Some Recent Advances in Gaussian Mixture Modeling for Speech Recognition

  • Ramesh Gopinath | IBM Research

State-of-the-art Hidden Markov Model (HMM) based speech recognition systems typically use Gaussian Mixture Models (GMMs) to model the acoustic features associated with each HMM state. Due to computational, storage and robust estimation considerations the covariance matrices of the Gaussians in these GMMs are typically diagonal. In this talk I will describe several new techniques to model the acoustic features associated with an HMM state better – subspace constrained GMMs (SCGMMs), non-linear volume-preserving acoustic feature space transformations etc.
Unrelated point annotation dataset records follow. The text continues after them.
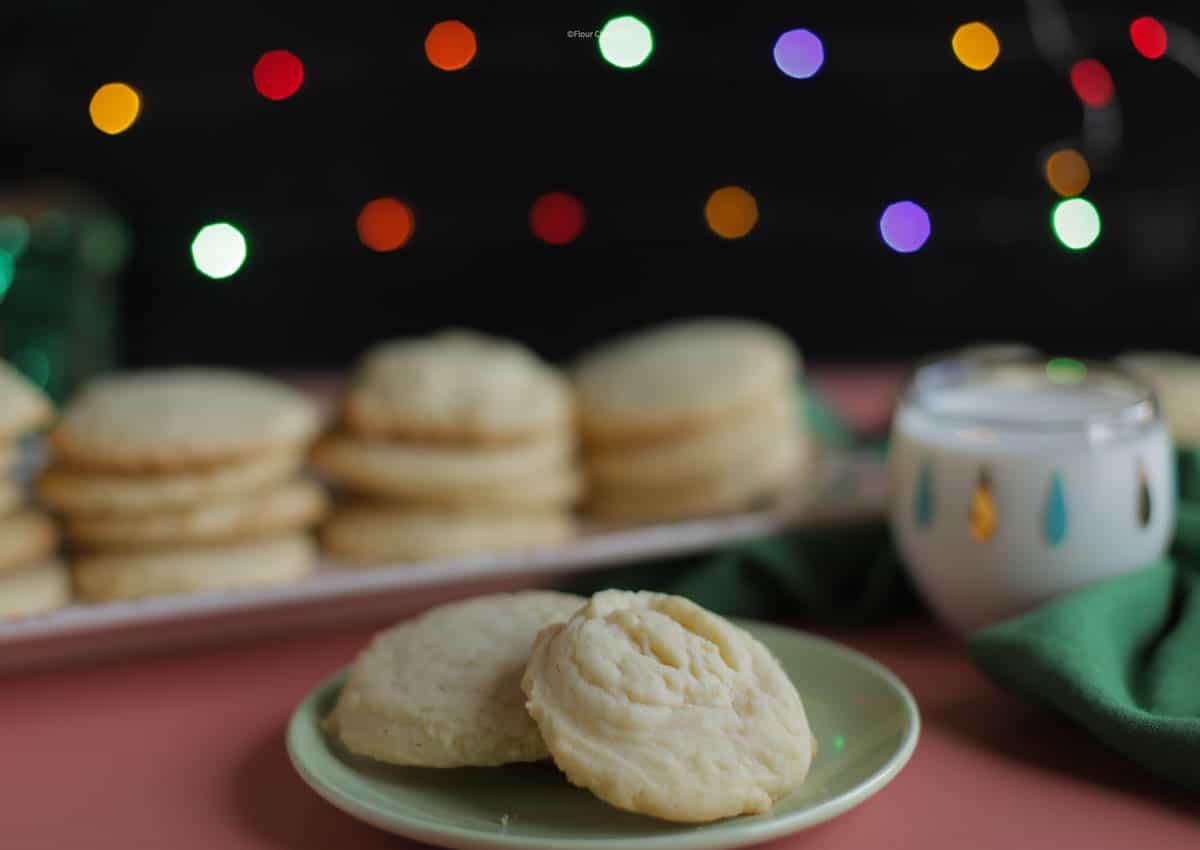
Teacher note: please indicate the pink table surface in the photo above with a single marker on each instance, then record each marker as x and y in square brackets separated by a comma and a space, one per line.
[186, 750]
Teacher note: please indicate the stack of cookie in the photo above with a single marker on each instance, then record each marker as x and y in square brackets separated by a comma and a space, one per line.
[689, 419]
[31, 579]
[450, 444]
[184, 479]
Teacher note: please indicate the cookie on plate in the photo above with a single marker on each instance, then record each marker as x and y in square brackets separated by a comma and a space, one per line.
[456, 385]
[35, 588]
[12, 496]
[25, 537]
[765, 473]
[112, 576]
[184, 418]
[287, 508]
[444, 689]
[379, 533]
[93, 494]
[661, 707]
[184, 479]
[706, 454]
[679, 378]
[450, 444]
[539, 474]
[690, 419]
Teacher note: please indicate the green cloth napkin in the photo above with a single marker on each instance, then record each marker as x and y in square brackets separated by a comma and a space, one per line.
[1122, 658]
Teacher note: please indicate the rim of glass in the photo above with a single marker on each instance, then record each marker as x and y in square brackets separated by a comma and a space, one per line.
[1139, 407]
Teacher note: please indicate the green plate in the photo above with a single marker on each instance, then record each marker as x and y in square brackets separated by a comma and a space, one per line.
[864, 718]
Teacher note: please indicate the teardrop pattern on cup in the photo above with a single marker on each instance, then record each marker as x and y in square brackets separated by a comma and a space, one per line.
[1054, 519]
[923, 503]
[982, 514]
[1145, 506]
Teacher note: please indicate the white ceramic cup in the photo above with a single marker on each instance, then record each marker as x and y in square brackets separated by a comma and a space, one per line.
[1014, 479]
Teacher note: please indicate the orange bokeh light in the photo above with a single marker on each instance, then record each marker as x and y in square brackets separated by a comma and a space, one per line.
[450, 46]
[731, 211]
[385, 223]
[1067, 172]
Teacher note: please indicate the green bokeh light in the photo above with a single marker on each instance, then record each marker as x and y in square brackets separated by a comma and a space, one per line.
[13, 234]
[1075, 222]
[1065, 370]
[625, 42]
[219, 250]
[7, 271]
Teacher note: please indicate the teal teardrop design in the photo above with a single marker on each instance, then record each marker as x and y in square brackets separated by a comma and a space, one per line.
[1144, 502]
[924, 503]
[1055, 521]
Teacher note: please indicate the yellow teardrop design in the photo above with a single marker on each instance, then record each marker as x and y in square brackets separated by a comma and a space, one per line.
[982, 518]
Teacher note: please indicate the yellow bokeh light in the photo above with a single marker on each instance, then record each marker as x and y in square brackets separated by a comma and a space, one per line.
[731, 211]
[114, 107]
[976, 46]
[1067, 172]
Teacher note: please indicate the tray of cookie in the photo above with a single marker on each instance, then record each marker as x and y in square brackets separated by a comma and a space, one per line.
[171, 507]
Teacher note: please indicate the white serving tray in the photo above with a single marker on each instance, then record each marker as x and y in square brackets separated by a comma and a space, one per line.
[844, 488]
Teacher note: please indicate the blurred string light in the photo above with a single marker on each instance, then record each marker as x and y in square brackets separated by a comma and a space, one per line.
[1051, 33]
[557, 217]
[731, 213]
[1092, 82]
[976, 46]
[219, 250]
[798, 53]
[385, 223]
[450, 46]
[279, 75]
[114, 107]
[905, 226]
[625, 42]
[1067, 172]
[1149, 37]
[1182, 46]
[1077, 223]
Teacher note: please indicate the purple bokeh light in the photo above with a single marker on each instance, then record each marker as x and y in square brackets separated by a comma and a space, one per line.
[799, 53]
[905, 226]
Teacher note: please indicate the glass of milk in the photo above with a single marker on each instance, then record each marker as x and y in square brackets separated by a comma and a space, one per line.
[1014, 479]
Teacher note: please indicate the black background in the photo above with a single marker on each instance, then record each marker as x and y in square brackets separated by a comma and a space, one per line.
[891, 115]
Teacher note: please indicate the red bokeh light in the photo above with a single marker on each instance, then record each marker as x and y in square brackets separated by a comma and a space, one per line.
[1092, 82]
[279, 75]
[1149, 37]
[557, 217]
[385, 223]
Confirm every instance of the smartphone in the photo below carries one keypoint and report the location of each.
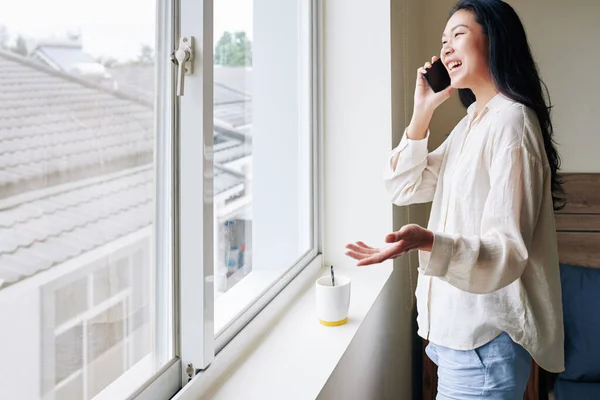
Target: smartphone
(437, 76)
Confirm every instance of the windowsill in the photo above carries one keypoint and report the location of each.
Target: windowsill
(291, 355)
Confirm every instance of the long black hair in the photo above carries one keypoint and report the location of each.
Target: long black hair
(515, 73)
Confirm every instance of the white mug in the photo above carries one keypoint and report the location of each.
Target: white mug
(333, 302)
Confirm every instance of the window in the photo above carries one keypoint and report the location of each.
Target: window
(78, 209)
(263, 133)
(142, 228)
(96, 324)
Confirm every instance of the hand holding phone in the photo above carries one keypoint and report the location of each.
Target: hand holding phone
(437, 76)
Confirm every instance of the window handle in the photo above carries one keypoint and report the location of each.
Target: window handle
(183, 58)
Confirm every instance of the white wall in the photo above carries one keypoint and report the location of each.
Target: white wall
(20, 341)
(364, 99)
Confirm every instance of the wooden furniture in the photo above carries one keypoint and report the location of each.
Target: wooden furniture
(578, 236)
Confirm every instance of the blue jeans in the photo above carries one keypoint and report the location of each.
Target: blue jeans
(498, 370)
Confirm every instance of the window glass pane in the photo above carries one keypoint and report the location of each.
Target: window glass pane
(69, 353)
(262, 139)
(78, 132)
(70, 301)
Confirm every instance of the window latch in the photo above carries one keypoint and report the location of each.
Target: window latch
(183, 57)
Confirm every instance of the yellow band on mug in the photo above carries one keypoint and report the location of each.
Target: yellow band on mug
(334, 323)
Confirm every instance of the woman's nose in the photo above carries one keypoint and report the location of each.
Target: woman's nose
(447, 50)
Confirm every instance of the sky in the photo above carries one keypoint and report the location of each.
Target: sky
(109, 28)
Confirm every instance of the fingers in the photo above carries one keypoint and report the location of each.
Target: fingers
(363, 245)
(386, 254)
(361, 249)
(355, 255)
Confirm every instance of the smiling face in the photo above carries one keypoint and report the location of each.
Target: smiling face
(465, 51)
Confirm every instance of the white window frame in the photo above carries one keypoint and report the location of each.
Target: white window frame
(50, 330)
(187, 190)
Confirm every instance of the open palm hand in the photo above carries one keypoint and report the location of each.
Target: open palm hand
(410, 237)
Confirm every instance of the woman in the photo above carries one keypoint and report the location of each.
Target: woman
(488, 292)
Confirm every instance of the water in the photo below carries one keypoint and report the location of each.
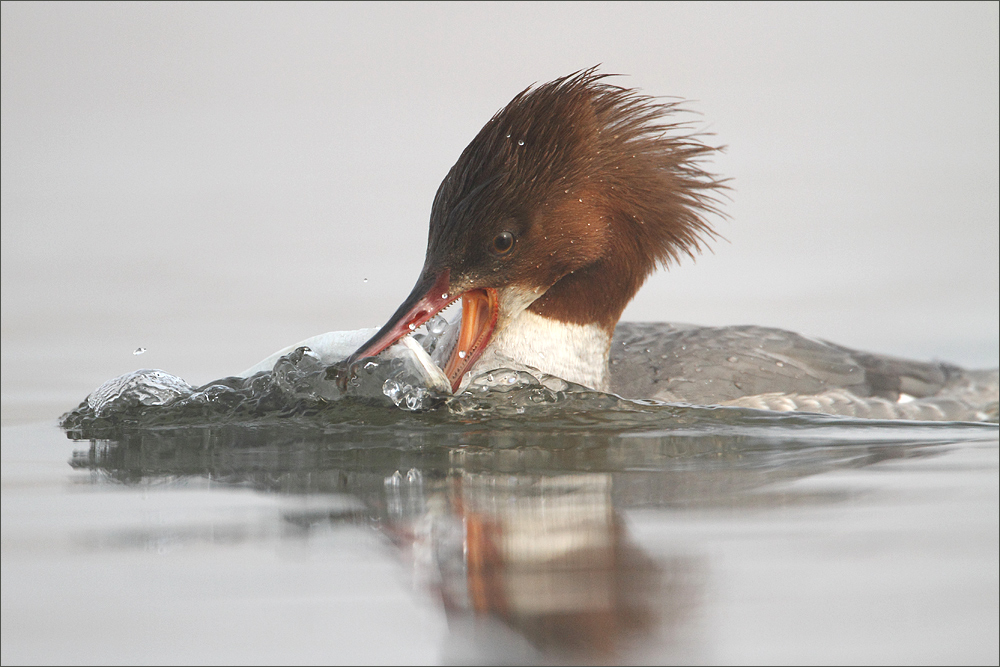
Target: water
(299, 518)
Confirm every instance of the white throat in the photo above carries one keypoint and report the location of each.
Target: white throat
(574, 352)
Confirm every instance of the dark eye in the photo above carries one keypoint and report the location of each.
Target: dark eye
(503, 243)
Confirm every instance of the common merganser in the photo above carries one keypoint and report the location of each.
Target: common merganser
(550, 222)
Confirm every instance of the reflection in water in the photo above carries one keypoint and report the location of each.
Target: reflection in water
(520, 533)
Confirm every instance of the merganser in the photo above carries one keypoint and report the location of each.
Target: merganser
(549, 223)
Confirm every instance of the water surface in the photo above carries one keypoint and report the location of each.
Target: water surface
(571, 527)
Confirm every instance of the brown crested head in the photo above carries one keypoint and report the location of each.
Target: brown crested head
(578, 189)
(566, 200)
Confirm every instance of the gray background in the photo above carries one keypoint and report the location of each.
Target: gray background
(213, 182)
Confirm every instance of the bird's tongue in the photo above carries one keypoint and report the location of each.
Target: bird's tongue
(479, 318)
(480, 308)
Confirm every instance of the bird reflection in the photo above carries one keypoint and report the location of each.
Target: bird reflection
(525, 547)
(548, 556)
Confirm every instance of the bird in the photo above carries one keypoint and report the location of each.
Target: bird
(552, 219)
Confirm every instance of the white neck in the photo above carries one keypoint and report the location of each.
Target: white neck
(574, 352)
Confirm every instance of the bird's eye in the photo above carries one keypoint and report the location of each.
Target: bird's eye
(503, 243)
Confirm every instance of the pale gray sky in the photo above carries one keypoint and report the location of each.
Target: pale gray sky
(216, 181)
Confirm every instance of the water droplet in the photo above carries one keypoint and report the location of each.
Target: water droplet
(437, 325)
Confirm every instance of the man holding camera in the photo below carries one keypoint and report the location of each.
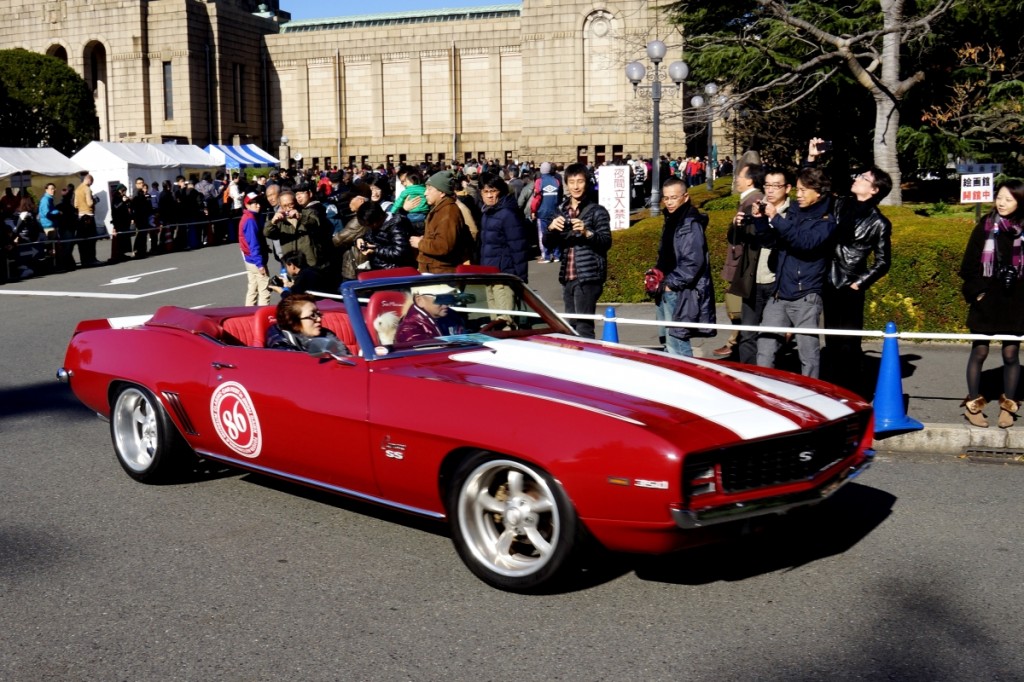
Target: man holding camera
(862, 256)
(740, 260)
(803, 239)
(755, 278)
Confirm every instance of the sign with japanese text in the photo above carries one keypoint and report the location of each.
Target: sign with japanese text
(974, 169)
(976, 188)
(613, 194)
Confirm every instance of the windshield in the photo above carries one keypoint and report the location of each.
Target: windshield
(442, 311)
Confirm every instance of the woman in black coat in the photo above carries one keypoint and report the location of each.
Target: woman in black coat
(385, 242)
(993, 263)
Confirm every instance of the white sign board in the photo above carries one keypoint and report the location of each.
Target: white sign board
(976, 188)
(613, 194)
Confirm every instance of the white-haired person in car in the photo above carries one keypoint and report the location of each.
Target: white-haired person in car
(300, 328)
(430, 315)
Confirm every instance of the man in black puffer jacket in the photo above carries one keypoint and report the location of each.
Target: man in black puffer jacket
(583, 233)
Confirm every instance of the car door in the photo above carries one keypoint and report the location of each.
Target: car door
(287, 412)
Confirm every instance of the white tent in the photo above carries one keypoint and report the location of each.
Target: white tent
(120, 163)
(240, 156)
(40, 161)
(34, 168)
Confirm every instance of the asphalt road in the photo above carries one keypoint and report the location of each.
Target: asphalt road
(912, 572)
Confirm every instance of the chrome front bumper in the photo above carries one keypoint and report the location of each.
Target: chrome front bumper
(686, 518)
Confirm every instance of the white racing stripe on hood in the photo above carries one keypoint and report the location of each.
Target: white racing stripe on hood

Even with better models, one has to deal with mismatches between the training and test conditions. This problem can be addressed by adapting either the acoustic features or the acoustic models to reduce the mismatch. In this talk I will present several approaches to adaptation – FMAPLR (a variant of FMLLR that works well with very little adaptation data), adaptation of the front-end parameters, adaptation of SCGMMs, etc. While the ideas presented are explored and evaluated in the context of speech recognition, the talk should appeal to anyone with an interest in statistical modeling.

Speaker Details

Dr. Gopinath has a PhD from Rice University and has been with the Speech Group at IBM T. J. Watson Research Center since March 1994. His primary research interests are in statistical learning, speech recognition and signal processing. He currently manages the research effort in acoustic and language modeling that supports the telephony and embedded speech recognition product offerings from IBM. Prior to this assignment he led the IBM Broadcast News Transcription team that won the NIST/DARPA Broadcast News Transcription competition in 1998 and 1999.